Some small business owners have come up with unconventional alternatives, too, such as a policy of trying on one shoe at a time, slapping crime-spike fees on receipts, and installing zip ties on shelves. Larger businesses are arming themselves with more merchandise security, including shelf sensors that can determine if a shopper has been browsing for a noticeably long time, installing anti-theft panels, and locking up items.
Because of the rising number of incidents, Derek Friedman, the owner of Sportsfan and Sock Em’ Sock Emporium, revealed to CNBC that he is refraining from submitting claims to insurance out of fear the provider would drop his firm.
Retail Theft Goes Viral
Social media is rife with footage of nonchalant individuals and mobs of thieves storming into stores and walking out with hundreds or thousands of dollars worth of merchandise, from pharmacies to high-end luxury goods outlets.
In January, actor Michael Rapaport filmed an alleged shoplifting incident at a Rite Aid location in New York City.
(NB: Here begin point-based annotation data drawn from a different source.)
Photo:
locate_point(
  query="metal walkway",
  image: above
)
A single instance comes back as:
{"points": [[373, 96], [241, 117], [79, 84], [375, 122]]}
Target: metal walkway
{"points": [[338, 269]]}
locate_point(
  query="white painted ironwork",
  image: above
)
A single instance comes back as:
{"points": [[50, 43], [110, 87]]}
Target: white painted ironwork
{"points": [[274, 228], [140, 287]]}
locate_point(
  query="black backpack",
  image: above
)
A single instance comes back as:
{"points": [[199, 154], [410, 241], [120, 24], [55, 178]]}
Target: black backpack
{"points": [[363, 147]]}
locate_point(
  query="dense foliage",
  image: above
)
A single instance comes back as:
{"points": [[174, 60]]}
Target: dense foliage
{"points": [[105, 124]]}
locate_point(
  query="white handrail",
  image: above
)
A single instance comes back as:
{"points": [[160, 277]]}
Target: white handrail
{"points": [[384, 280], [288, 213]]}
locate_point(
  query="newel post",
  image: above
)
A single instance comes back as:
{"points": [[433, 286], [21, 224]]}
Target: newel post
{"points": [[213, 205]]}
“This f—ing guy just filled his two bags up with everything in Rite Aid, right here on 80th and First Avenue [and] is walking down the street like [expletive] is Gucci. I was watching him the whole time,” Rapaport said. “My man just went Christmas shopping in January. He had the condoms, the shampoo.”
Last month, a video of a robbery at a San Francisco-Area Walgreens was posted to Twitter, spotlighting the suspect taking items and throwing merchandise at a bystander to flee the scene.
Experts believe that more of these criminal activities will happen as a multitude of factors foster this environment, whether it is lax repercussions or skyrocketing price inflation.